N’th Smart Number

Last Updated : 08 May, 2023

Given a number n, find n’th smart number (1<=n<=1000). Smart number is a number which has at least three distinct prime factors. We are given an upper limit on value of result as MAX For example 30 is 1st smart number because it has 2, 3, 5 as it’s distinct prime factors. 42 is 2nd smart number because it has 2, 3, 7 as it’s distinct prime factors. Examples:

Input : n = 1
Output: 30
// three distinct prime factors 2, 3, 5

Input : n = 50
Output: 273
// three distinct prime factors 3, 7, 13

Input : n = 1000
Output: 2664
// three distinct prime factors 2, 3, 37

The idea is based on Sieve of Eratosthenes. We use an array to use an array prime[] to keep track of prime numbers. We also use the same array to keep track of the count of prime factors seen so far. Whenever the count reaches 3, we add the number to result.

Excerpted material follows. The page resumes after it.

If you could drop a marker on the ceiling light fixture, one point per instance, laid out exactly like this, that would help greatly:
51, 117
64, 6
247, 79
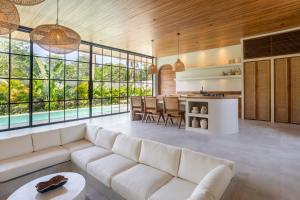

Take an array primes[] and initialize it with 0.
Now we know that first prime number is i = 2 so mark primes[2] = 1 i.e; primes[i] = 1 indicates that ‘i’ is prime number.
Now traverse the primes[] array and mark all multiples of ‘i’ by condition primes[j] -= 1 where ‘j’ is multiple of ‘i’, and check the condition primes[j]+3 = 0 because whenever primes[j] become -3 it indicates that previously it had been multiple of three distinct prime factors. If condition primes[j]+3=0 becomes true that means ‘j’ is a Smart Number so store it in a array result[].
Now sort array result[] and return result[n-1].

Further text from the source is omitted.